Adam F. didn't suggest it. He reported quotes from Woodcock own words. It was easier for me to quote Adam's article then it was for me to access transcript. Be intellectually honest for once.
Red, Just read your post and you know for sure that the panel members were told only to consider the Adcom Briefing docs? This is reversible error.
So do still believe the efficacy standard for AA is still "substantial evidence"? This is Janet Woodcock, Director of Drug Development and Research at FDA, addressing the panel before the vote as reported in a summary by Adam F. "Woodcock invoked the "reasonably likely" accelerated approval standard four times in that single statement. "Reasonably likely" offers a lot of leeway and flexibility to say yes. She reminds the panel members that there's no established dystrophin production threshold for DMD". Bionerd=10...Ru=0
Agree with all the negative comments about his adcom/blogging commentary but on rare occasions he can be an objective reporter and today's article is just that. This is the reason the stock is doing so well in early trading. This was't subjective commentary
I am not a big fan of his but today's article is a must read. He objectively reports on the panels questions to janet Woodcock and bob Temple. When queried about the "standard" they both repeatedly state' " reasonably likely to confer a clinical benefit"..... Posters who don't believe that Woodcock has a big problem on her hands are kidding themselves. She is keenly aware that the committees use of "substantial evidence" is contrary to the PDASIA / AA 2012 law.

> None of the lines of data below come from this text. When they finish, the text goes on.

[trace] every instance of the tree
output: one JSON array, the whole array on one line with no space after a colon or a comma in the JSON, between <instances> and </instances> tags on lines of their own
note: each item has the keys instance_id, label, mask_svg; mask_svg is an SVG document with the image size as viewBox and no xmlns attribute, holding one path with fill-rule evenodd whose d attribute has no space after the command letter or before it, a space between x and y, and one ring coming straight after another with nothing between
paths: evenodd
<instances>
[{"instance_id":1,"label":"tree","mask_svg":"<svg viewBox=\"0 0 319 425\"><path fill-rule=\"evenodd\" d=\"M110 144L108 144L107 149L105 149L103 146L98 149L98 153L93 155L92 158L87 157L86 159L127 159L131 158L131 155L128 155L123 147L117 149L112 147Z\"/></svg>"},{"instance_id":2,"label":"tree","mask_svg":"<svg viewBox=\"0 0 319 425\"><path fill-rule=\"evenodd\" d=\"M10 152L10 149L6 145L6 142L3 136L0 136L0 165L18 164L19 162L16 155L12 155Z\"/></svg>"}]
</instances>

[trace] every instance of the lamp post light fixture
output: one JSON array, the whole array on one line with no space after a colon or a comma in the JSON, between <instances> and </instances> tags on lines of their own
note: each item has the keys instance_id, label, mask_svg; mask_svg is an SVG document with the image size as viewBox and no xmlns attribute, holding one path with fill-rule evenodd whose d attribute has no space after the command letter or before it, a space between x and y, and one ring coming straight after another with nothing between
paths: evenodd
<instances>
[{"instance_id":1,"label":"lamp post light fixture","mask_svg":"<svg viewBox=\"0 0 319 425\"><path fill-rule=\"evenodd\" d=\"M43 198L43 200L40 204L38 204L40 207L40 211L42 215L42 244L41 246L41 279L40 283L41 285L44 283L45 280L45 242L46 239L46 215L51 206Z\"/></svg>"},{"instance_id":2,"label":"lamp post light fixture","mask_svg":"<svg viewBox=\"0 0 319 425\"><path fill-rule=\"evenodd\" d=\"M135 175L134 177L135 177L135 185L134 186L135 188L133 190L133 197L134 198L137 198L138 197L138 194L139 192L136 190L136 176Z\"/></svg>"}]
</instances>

Yahoo won't let me post link but it is a video link of his dystrophin research on % + fibers and their effect on adjacent fibers and his 30 year research demonstrated that even if there is small amounts produced provides significant clinical benefits in animal models. One can find link on twitter or Google
Tred, Agreed. I also was told that Steve Wilton was there to rebut Farkas's western Blot and IF conclusions and work into his comments changes at the cellular level of eteplirsen treated patients. Did not happen. I liked Christine McSherry's presentation in the am session immediately after Ed Kaye but SRPT should have used that time to focus on question #2 dystrophin endpoint. This is where Wilton could have made a better case.